Projection x-space magnetic particle imaging.
Publication Year:
2012
PubMed ID:
22552332
Funding Grants:
Public Summary:
Projection magnetic particle imaging (MPI) can improve imaging speed by over 100-fold over traditional 3-D MPI. In this work, we derive the 2-D x-space signal equation, 2-D image equation, and introduce the concept of signal fading and resolution loss for a projection MPI imager. We then describe the design and construction of an x-space projection MPI scanner with a field gradient of 2.35 T/m across a 10 cm magnet free bore. The system has an expected resolution of 3.5 x 8.0 mm using Resovist tracer, and an experimental resolution of 3.8 x 8.4 mm resolution.

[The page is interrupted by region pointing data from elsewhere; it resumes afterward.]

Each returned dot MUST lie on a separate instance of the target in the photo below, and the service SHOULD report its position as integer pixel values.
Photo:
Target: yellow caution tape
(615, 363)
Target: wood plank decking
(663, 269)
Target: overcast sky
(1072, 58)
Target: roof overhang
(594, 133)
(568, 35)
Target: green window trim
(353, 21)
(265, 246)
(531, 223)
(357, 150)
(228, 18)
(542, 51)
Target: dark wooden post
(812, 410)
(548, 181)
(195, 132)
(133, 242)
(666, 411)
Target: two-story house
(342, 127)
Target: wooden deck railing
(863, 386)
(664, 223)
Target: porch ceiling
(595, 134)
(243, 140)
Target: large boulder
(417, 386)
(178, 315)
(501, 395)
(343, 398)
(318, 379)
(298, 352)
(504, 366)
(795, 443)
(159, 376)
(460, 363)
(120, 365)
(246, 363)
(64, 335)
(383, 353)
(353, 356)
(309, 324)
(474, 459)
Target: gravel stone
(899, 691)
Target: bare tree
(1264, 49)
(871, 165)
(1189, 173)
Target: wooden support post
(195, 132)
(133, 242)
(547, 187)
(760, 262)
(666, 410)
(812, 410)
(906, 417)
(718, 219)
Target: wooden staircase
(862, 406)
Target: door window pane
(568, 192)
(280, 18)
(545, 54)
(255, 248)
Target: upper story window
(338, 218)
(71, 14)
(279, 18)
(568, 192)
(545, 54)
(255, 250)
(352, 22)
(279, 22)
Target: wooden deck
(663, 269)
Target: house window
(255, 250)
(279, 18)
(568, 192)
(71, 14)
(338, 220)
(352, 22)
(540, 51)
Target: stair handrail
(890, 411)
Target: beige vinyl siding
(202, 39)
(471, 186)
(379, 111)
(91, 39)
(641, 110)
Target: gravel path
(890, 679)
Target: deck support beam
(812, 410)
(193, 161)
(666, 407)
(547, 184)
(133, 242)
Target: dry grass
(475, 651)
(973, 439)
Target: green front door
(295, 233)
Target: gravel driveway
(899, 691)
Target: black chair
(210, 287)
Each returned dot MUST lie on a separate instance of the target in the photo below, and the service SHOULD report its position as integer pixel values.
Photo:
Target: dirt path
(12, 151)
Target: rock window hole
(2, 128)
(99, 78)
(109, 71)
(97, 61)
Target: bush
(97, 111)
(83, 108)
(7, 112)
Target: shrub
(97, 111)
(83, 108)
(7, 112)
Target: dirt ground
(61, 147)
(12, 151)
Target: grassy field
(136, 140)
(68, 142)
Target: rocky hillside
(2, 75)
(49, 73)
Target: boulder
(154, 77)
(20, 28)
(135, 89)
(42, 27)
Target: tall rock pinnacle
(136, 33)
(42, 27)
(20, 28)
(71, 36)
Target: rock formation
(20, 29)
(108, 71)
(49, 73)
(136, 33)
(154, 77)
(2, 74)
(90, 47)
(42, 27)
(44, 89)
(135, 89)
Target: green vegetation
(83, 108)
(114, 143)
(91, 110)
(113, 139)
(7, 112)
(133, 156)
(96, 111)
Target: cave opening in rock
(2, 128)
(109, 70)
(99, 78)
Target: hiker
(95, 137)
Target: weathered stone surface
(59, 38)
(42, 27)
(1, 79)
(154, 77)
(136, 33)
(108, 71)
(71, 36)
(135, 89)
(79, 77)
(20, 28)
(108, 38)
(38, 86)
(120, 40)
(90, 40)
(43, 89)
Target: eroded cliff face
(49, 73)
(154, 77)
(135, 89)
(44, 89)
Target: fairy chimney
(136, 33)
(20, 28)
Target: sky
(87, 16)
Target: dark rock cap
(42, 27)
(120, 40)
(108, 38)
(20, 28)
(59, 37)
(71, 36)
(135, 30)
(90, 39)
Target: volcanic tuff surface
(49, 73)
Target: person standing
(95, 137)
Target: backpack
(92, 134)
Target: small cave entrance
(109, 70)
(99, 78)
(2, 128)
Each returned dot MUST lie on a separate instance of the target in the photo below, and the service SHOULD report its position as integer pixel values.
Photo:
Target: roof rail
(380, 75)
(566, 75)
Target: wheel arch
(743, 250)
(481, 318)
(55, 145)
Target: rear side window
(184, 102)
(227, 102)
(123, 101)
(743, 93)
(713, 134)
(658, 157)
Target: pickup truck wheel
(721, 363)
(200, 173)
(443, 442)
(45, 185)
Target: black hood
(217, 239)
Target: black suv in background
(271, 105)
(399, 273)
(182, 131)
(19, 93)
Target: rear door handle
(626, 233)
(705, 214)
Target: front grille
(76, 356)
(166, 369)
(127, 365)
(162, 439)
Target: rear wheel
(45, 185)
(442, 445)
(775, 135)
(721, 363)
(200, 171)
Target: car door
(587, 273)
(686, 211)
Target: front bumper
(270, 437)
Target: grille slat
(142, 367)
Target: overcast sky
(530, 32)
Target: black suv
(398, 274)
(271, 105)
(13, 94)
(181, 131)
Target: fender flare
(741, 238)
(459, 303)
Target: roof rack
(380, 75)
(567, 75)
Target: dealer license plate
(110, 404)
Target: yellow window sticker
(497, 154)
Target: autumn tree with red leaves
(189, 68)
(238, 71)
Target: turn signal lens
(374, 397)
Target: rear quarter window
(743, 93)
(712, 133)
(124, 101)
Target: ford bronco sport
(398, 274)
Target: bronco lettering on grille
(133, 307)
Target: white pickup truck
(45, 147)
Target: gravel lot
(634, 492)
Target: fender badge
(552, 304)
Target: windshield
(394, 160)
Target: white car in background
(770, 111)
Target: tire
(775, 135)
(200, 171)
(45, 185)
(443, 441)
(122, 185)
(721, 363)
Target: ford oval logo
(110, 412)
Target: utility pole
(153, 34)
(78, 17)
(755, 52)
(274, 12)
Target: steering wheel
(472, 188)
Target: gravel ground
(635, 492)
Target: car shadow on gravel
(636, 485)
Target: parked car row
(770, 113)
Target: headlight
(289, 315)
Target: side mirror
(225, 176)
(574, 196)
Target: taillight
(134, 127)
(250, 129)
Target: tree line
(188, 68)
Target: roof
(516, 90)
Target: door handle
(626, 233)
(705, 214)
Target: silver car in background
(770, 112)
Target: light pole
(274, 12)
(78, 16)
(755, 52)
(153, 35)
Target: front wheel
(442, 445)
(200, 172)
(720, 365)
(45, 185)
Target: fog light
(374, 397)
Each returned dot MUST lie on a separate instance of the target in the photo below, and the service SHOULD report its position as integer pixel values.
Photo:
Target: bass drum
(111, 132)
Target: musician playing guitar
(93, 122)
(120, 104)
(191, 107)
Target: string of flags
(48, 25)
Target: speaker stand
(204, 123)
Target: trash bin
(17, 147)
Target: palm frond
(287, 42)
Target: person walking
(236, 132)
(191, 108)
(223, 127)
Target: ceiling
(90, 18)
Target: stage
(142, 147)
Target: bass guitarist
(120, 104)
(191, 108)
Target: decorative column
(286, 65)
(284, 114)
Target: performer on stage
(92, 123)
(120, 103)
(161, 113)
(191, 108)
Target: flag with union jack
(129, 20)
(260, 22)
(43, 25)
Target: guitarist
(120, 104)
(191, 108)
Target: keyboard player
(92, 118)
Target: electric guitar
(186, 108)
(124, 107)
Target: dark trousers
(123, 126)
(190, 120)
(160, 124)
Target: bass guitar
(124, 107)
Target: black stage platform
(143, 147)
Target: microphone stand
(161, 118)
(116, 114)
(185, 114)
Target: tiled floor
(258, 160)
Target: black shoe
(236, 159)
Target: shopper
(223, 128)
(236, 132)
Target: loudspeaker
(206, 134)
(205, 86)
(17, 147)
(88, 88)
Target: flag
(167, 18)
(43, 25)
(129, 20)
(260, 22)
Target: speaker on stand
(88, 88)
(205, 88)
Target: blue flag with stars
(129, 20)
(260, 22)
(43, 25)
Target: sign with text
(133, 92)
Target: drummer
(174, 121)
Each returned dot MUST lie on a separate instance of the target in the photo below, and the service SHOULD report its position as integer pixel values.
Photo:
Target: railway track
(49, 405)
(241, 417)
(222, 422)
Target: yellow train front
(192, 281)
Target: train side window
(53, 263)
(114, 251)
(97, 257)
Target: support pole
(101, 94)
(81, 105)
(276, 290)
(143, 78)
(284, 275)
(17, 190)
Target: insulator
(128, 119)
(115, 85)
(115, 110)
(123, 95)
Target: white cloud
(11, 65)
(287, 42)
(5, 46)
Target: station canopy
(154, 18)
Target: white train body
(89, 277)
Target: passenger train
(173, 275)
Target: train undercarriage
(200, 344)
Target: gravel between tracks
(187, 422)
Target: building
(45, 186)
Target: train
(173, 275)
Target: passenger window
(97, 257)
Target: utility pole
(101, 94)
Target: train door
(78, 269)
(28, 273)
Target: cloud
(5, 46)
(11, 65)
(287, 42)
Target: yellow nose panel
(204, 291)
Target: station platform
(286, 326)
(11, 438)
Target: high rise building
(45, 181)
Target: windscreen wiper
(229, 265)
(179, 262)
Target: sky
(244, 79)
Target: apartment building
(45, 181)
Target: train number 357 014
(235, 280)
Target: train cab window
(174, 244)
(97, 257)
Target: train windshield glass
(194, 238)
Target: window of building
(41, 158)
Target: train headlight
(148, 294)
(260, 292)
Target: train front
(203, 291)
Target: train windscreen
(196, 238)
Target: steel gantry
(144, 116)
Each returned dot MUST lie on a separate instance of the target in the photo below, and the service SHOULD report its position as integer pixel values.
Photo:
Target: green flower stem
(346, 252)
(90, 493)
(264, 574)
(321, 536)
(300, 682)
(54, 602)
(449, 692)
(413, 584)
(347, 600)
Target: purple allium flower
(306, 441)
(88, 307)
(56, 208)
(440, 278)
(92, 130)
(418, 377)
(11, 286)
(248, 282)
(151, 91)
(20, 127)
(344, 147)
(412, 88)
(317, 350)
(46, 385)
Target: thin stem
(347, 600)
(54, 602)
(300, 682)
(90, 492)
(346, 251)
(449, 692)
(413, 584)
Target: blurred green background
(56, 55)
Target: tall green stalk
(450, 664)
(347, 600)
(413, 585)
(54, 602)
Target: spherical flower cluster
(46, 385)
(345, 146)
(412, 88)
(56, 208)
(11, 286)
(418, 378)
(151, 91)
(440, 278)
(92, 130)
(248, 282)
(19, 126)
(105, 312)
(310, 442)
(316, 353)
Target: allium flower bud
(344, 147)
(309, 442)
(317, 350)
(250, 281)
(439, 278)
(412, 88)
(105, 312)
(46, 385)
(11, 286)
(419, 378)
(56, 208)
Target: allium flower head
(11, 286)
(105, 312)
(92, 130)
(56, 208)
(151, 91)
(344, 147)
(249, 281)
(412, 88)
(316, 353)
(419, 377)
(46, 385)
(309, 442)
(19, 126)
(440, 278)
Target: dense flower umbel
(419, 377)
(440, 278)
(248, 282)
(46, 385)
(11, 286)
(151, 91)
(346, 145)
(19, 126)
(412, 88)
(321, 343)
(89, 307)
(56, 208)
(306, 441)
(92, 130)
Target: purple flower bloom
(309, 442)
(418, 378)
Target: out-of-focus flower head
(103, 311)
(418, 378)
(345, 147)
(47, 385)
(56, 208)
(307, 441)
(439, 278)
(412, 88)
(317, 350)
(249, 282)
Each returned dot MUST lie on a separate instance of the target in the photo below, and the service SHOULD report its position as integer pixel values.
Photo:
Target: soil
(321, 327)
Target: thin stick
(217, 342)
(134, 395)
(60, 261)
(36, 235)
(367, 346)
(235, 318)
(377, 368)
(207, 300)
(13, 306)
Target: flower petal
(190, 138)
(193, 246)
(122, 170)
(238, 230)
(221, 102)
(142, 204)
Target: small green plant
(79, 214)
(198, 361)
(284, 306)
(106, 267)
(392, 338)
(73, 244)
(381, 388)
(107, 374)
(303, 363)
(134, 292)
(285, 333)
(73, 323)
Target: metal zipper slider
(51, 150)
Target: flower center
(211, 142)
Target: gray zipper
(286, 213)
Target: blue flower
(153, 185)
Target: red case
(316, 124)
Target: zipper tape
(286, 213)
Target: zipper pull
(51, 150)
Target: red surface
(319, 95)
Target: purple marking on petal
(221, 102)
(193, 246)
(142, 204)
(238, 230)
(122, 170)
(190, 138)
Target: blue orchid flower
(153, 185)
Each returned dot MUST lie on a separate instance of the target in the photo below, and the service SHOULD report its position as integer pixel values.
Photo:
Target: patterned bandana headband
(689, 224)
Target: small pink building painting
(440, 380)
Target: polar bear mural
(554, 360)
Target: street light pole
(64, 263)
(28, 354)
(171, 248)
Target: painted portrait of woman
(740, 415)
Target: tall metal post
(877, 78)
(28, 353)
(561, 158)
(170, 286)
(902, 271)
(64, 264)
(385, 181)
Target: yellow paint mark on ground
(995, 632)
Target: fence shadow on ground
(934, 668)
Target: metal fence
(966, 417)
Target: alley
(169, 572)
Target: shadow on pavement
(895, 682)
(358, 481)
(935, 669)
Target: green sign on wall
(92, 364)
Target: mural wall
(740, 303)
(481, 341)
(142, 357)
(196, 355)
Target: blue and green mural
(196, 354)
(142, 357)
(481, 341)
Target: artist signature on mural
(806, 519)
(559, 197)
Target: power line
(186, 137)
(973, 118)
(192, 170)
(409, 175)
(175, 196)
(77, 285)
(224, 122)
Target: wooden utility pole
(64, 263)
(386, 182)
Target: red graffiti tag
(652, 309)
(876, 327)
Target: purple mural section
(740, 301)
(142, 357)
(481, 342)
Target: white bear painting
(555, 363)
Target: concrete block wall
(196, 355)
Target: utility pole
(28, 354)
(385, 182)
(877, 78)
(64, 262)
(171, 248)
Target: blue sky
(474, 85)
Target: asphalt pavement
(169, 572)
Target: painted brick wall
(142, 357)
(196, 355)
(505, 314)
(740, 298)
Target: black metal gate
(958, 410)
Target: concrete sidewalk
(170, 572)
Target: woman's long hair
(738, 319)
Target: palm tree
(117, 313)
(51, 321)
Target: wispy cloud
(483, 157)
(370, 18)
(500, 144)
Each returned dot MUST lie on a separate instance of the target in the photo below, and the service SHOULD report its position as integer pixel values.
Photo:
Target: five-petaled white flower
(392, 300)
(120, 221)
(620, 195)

The system images 2.5 cm x 5.0 cm partial field-of views (FOVs) at 10 frames/s, and acquires a full field-of-view of 10 cm x 5.0 cm in 4 s. We conclude by imaging a resolution phantom, a complex "Cal" phantom, mice injected with Resovist tracer, and experimentally confirm the theoretically predicted x-space spatial resolution.
Scientific Abstract:
Projection magnetic particle imaging (MPI) can improve imaging speed by over 100-fold over traditional 3-D MPI. In this work, we derive the 2-D x-space signal equation, 2-D image equation, and introduce the concept of signal fading and resolution loss for a projection MPI imager. We then describe the design and construction of an x-space projection MPI scanner with a field gradient of 2.35 T/m across a 10 cm magnet free bore. The system has an expected resolution of 3.5 x 8.0 mm using Resovist tracer, and an experimental resolution of 3.8 x 8.4 mm resolution. The system images 2.5 cm x 5.0 cm partial field-of views (FOVs) at 10 frames/s, and acquires a full field-of-view of 10 cm x 5.0 cm in 4 s. We conclude by imaging a resolution phantom, a complex "Cal" phantom, mice injected with Resovist tracer, and experimentally confirm the theoretically predicted x-space spatial resolution.